Monday, February 11, 2019

The Power, by Naomi Alderman

book cover The Power started strong and then it fizzled. The idea is intriguing: what if all of the sudden women would get a power that would change the balance between men and women. Men have muscles, women have the power of electricity at their fingertips. The whole book is about the effect this would have on society and, highly recommended by Margaret Atwood, I've decided to read it.

Unfortunately, Naomi Alderman is not going places with the idea. It takes a special kind of person to write a book about how the fate of the world would unfold, but not be able to describe even one meaningful relationship between men and women. And with that gaping absence comes a scenario that is pretty difficult to swallow. Having the power of electric eels, women in Saudi Arabia, Iran, African countries and most of all, dark Moldova, where the entire south of the country is just about caging, selling and using women, gang up together to overthrow the rule of man. Forget about simple and cheap solutions against electricity, forget about how no amount of electrical power could rival guns, tanks, gas or bombs, forget even about the terribly naive view of a neighboring country (I am Romanian), but what about the fathers, husbands, sons of all those women? In this book, once women get a taste of power, they immediately turn into electric monkeys, changing their culture, their beliefs and their entire identity in one fell sweep. They stay together in huge mobs, create countries for themselves and even consider killing all men except the ones they keep for breeding. There is little mention of families, men or any significant human response to such a policy. I couldn't help thinking of the Battlestar Galactica quote: "Slaves dream not of freedom, but of becoming masters".

You will probabaly think of another similar story, The Handmaid's Tale, but there is subtlety in that book. Women are not oppressed by men directly, but by their fellow women who bought into the thing. The religious fervor touches all aspects of society, including family, commerce, politics. In The Power, it's like men exist for no other reason than to rape, beat and abuse women. The only good guys in the story believe women really should rule the world and that their time was long in coming.

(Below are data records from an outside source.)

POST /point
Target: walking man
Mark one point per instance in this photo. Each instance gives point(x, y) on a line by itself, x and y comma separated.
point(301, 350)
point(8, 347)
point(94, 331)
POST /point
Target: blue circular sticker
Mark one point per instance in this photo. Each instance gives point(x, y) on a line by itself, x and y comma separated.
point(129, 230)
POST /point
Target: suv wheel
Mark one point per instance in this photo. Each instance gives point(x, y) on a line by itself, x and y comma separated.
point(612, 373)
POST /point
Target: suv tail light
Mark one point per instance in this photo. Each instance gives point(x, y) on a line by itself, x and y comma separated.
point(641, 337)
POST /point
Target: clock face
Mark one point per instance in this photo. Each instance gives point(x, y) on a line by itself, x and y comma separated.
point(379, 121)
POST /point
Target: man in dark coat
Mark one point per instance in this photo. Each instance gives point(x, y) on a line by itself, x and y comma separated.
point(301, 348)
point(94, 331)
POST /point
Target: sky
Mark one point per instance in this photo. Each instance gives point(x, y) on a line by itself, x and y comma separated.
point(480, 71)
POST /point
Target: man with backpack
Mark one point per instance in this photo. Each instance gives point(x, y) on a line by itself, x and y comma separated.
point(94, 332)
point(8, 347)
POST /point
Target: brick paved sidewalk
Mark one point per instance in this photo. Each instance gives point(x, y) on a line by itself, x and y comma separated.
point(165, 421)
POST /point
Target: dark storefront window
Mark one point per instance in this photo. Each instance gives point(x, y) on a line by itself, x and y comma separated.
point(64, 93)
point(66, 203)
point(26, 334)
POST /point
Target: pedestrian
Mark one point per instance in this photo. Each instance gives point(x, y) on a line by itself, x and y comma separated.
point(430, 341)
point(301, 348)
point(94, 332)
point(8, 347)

So to summarize it all: this is a lazy book, filled with personal ideas about how the world is that bear little resemblance to reality, therefore difficult to follow with any interest. The writing is professional, but the characters are cardboard, single drive creatures, and rarely sympathetic. What would have been the most important part of the book: the relationships between men and women or families, are either absent or naive and focused on power games. It has more in common with Planet of the Apes than to Handmaid's Tale.